Unsubscribes from an event given the event name and callback function.

```MiniZincIDE.getUserData()
```

Returns a Promise which resolves to the user data passed to ide_launch_server().

```MiniZincIDE.goToSolution(idx)
```

Requests that the solution with the given index idx is shown. This causes the goToSolution event to be triggered for all visualisations being shown. Visualisations which allow multiple solutions to displayed simultaneously can call this function when the user interacts on a particular solution. This allows other visualisations to then also show the solution of interest.

The index -1 is used to request that the latest solution be tracked by the visualisations.

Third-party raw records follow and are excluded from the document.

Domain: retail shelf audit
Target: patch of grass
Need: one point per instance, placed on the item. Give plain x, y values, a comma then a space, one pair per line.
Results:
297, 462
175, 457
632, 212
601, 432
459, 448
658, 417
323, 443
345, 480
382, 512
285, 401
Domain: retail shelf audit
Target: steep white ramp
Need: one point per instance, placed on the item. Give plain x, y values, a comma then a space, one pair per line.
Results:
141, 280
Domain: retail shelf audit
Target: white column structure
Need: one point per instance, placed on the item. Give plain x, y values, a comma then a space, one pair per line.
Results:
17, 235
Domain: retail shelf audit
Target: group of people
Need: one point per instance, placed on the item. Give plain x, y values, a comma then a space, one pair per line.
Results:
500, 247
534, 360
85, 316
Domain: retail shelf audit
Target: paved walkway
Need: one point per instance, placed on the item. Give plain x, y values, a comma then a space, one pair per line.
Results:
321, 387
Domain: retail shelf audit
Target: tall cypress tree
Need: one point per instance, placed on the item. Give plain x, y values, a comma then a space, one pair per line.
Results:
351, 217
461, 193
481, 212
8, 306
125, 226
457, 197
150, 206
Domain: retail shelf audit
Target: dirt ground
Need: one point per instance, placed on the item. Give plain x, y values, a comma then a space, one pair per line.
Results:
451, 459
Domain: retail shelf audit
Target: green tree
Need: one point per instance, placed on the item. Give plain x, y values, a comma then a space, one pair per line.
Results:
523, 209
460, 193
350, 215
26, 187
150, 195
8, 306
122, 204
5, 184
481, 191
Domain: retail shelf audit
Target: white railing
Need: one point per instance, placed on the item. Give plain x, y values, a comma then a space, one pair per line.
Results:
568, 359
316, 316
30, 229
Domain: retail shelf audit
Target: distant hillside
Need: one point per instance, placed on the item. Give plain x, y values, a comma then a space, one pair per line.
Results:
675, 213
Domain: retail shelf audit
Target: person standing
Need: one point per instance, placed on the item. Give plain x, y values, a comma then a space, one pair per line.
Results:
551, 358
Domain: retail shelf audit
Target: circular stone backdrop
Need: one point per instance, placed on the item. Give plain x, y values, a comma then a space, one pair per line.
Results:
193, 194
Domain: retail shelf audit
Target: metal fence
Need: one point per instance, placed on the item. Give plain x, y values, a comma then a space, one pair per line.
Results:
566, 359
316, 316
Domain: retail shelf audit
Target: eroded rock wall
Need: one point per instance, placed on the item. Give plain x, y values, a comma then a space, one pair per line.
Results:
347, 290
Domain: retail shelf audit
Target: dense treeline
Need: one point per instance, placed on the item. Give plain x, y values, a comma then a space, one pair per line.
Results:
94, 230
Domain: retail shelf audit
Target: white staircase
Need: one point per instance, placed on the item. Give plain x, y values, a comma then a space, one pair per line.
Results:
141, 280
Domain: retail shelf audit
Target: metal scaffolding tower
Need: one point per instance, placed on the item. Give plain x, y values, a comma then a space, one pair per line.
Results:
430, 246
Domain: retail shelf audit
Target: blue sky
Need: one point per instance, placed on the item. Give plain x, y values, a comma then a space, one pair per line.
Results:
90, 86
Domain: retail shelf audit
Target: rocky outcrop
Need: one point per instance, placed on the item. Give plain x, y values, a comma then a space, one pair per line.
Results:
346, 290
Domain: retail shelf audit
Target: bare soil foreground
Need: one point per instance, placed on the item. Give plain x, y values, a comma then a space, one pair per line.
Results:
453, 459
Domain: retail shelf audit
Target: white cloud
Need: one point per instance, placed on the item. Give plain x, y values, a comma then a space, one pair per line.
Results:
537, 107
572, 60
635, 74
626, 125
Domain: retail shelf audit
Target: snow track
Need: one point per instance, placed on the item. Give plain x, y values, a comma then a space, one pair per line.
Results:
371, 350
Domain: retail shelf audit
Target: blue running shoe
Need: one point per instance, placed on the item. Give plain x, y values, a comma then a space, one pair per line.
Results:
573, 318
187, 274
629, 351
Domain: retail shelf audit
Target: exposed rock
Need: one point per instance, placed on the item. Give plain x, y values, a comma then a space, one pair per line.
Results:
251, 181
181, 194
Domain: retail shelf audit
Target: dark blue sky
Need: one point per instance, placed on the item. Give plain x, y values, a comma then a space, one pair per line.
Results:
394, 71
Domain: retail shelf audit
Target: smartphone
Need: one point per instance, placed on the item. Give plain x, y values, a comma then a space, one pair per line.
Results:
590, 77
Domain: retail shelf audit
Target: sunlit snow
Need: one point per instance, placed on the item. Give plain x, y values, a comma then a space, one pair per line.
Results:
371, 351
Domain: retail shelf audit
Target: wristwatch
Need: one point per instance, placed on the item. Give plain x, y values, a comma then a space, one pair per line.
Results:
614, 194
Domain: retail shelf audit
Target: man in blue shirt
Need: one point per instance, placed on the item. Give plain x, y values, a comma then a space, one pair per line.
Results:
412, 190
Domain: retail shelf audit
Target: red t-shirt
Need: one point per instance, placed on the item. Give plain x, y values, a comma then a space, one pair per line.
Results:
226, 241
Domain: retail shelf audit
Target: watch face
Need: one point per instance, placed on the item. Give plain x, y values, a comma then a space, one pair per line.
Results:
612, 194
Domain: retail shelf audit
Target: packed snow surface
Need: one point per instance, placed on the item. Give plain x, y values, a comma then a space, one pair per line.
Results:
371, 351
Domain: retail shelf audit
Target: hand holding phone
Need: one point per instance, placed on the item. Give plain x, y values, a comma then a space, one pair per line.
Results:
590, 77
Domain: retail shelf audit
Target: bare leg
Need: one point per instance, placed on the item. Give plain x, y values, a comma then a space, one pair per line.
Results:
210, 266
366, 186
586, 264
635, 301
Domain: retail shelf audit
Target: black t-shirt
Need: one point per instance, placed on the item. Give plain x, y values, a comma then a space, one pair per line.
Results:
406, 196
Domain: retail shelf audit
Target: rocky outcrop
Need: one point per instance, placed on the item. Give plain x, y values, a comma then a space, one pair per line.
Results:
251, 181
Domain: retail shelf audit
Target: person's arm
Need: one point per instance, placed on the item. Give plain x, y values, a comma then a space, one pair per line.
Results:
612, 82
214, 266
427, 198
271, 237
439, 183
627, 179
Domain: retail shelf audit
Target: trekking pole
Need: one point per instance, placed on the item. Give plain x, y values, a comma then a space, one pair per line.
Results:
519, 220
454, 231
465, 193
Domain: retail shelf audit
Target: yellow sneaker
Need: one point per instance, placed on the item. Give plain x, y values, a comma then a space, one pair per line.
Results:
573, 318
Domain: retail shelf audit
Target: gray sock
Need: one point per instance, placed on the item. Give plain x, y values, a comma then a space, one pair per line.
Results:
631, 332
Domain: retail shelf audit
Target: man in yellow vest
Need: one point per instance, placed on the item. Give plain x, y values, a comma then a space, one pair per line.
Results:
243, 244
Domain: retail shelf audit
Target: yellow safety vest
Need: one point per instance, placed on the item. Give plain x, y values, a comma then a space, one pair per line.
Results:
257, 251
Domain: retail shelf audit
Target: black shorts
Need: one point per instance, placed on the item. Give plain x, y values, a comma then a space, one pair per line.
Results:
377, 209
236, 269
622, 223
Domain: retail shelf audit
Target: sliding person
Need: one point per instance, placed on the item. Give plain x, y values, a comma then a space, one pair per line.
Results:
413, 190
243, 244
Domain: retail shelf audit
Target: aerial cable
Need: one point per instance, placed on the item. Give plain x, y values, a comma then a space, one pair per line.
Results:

```MiniZincIDE.solve(modelFile, dataFiles, options)
```

Requests that the IDE stop solving the current instance and start solving with the given modelFile, dataFiles, and parameter configuration options modelFile and dataFiles may be set to null to re-solve using the current model and data files. Otherwise, modelFile is the path to the .mzn file to solve and dataFiles is an array of paths to the .dzn or .json files. These must be in the same directory or a child directory of the current model. options is an optional object in the parameter configuration file format (see Command-line Parameter Files) to be passed to MiniZinc (in addition to the current solver configuration).

```MiniZincIDE.getNumSolutions()
```

Returns a Promise which resolves to the number of solutions which have been found.

```MiniZincIDE.getSolution(index)
```

Returns a Promise which resolves to the solution object (containing time and data) for the given index. Negative indexes refer to indexes from the end (e.g. -1 refers to the latest solution).

```MiniZincIDE.getAllSolutions()
```

Returns a Promise which resolves to an array of all solution objects (each containing time and data).

```MiniZincIDE.getStatus()
```

Returns a Promise which resolves to an object containing the time and final status, or null if there is no final status.

```MiniZincIDE.getFinishTime()
```

Returns a Promise which resolves to the finishing time, or null if it has not finished.